Re: BUG #19432: recovery fails at invalid checkpoint record

От
Laurenz Albe
Дата:
On Fri, 2026-03-13 at 09:35 +0100, Felix Hamme wrote:
> Is it safe in general to use mv for wal files? In other words, do the
> currently supported postgres versions run restore_command only once
> per wal file?

As you found out, no...

Yours,
Laurenz Albe



Re: BUG #19432: recovery fails at invalid checkpoint record

От
Felix Hamme
Дата:
Timeline history files can be needed multiple times, ok. My question
was about WAL files only.
I'm tempted to use a restore_command which does cp for history files
and mv for WAL files, to optimize performance and disk usage.
An AI told me that a second restore attempt for the same WAL file
could only happen if recovery is resumed after a crash.

Kind regards
Felix Hamme


On Fri, Mar 13, 2026 at 5:37 PM Laurenz Albe <laurenz.albe@cybertec.at> wrote:
>
> On Fri, 2026-03-13 at 09:35 +0100, Felix Hamme wrote:
> > Is it safe in general to use mv for wal files?
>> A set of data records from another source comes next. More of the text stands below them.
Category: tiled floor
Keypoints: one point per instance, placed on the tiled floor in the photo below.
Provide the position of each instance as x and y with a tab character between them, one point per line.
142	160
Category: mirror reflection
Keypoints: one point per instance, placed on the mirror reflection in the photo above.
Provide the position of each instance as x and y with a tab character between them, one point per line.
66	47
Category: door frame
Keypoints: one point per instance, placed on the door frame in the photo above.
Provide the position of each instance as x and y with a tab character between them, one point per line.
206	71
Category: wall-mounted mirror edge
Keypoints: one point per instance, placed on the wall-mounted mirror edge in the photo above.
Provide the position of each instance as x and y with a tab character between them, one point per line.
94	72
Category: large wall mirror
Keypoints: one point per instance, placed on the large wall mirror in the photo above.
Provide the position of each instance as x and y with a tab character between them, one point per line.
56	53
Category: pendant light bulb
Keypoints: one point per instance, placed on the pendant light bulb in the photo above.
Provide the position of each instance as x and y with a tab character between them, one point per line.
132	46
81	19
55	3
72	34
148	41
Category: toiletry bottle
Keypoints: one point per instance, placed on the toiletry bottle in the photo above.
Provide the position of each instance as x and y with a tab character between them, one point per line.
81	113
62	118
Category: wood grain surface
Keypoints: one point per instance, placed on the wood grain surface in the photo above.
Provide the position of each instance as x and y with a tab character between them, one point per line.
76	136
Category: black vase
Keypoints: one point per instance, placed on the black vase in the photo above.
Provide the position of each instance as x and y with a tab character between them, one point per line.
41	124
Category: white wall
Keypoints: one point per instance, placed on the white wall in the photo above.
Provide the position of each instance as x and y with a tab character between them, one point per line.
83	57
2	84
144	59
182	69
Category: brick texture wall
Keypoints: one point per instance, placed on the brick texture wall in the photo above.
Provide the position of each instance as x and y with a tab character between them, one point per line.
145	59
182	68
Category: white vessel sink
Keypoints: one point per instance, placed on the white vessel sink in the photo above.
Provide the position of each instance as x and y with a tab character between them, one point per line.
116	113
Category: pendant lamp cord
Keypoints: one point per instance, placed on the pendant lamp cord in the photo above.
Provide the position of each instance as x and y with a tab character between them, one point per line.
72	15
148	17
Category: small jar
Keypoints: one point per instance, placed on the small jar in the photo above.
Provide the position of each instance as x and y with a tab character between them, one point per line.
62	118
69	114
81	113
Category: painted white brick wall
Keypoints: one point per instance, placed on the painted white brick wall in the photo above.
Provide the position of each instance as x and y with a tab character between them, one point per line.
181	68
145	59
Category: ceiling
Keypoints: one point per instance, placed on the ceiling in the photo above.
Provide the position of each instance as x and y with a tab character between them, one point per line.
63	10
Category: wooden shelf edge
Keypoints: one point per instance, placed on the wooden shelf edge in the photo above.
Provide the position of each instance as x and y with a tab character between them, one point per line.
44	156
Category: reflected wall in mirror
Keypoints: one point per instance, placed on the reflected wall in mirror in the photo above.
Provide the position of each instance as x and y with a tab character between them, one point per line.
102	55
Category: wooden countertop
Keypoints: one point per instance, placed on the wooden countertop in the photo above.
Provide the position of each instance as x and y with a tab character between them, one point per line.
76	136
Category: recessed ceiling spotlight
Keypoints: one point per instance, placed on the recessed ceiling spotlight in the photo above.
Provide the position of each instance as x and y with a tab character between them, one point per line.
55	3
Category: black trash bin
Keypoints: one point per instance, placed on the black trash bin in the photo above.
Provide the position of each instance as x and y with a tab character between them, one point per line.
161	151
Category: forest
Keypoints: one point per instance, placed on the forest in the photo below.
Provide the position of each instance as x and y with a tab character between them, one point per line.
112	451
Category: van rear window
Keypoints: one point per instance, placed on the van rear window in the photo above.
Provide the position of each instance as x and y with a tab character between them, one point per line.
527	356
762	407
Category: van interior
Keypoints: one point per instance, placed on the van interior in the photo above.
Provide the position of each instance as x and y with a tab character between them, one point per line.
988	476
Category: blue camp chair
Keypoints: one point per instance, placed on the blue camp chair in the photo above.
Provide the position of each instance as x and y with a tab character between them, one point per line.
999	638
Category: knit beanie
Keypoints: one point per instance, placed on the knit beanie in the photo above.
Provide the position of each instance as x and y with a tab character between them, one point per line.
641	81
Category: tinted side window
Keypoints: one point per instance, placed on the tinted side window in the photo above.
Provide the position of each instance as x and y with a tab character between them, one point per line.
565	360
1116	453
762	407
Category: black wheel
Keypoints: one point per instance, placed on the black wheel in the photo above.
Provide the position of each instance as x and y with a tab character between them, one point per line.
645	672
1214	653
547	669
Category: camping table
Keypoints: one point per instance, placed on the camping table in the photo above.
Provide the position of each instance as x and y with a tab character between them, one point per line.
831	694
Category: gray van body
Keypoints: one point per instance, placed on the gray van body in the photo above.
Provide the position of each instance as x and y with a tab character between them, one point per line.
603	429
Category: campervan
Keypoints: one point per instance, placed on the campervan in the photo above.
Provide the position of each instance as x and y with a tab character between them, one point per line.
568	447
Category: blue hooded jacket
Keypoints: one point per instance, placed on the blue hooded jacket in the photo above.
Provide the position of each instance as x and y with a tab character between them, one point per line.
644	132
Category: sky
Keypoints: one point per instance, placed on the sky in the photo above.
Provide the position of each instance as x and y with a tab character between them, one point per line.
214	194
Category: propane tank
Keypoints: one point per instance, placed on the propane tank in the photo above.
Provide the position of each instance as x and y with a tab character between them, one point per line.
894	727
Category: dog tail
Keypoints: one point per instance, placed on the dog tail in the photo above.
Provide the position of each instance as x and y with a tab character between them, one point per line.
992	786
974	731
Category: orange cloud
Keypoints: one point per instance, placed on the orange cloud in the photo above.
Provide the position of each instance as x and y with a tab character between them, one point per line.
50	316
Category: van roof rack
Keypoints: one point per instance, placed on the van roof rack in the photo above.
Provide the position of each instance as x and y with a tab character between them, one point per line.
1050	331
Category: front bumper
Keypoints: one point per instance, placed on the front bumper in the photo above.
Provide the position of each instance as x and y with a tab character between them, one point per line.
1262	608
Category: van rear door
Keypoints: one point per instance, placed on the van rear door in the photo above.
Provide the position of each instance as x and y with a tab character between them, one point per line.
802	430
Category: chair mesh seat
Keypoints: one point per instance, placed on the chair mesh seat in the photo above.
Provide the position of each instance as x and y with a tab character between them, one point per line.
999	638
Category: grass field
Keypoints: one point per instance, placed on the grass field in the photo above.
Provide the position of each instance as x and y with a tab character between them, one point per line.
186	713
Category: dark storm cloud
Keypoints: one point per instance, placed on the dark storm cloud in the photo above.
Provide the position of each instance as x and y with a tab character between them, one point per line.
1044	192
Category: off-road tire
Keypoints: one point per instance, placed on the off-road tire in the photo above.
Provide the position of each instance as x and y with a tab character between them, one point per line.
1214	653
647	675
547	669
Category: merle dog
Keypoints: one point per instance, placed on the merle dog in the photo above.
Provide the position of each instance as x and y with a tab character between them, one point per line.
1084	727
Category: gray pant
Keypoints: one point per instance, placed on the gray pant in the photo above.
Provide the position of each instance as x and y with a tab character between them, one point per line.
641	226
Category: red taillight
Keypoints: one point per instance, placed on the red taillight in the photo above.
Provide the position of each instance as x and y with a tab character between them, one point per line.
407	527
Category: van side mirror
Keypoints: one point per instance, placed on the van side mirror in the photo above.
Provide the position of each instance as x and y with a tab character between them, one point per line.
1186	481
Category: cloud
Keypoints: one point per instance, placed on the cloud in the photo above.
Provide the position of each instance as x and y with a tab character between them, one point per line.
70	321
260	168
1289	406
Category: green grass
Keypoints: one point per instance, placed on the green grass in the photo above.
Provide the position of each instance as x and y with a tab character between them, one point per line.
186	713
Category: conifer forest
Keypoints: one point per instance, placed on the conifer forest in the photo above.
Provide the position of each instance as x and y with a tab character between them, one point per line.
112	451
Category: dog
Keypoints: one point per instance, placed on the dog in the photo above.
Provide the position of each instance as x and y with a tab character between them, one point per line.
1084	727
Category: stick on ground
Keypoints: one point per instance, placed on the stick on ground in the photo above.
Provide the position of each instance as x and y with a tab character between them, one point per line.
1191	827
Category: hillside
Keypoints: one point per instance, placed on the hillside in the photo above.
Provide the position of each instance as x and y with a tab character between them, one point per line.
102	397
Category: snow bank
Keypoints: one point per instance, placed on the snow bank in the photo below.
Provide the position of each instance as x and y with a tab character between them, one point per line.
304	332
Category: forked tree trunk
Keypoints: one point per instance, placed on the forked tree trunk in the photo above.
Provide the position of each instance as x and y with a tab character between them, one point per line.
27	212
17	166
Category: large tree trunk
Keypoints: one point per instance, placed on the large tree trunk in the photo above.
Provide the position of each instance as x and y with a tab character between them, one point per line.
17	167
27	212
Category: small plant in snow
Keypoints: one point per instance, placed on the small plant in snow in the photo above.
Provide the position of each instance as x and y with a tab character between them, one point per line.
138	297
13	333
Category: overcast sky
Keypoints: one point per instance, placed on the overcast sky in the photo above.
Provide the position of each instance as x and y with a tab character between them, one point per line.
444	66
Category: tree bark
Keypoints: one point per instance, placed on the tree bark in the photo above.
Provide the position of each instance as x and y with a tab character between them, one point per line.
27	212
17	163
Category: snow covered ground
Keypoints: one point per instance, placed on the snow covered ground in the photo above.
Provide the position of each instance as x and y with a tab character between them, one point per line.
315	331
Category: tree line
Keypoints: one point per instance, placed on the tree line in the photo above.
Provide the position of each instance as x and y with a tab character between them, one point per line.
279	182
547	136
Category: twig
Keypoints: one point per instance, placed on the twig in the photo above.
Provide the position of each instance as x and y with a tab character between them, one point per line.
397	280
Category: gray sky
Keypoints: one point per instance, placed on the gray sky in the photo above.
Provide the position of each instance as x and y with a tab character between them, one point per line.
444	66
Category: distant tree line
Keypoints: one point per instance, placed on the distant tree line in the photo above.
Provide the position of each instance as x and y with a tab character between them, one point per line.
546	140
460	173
In other words, do the
> > currently supported postgres versions run restore_command only once
> > per wal file?
>
> As you found out, no...
>
> Yours,
> Laurenz Albe



Re: BUG #19432: recovery fails at invalid checkpoint record

От
Laurenz Albe
Дата:
On Mon, 2026-03-16 at 14:56 +0100, Felix Hamme wrote:
> I'm tempted to use a restore_command which does cp for history files
> and mv for WAL files, to optimize performance and disk usage.
> An AI told me that a second restore attempt for the same WAL file
> could only happen if recovery is resumed after a crash.

Don't do that.  Make the restore_command idempotent.
Trying to optimize for storage space often causes problems elsewhere.

Yours,
Laurenz Albe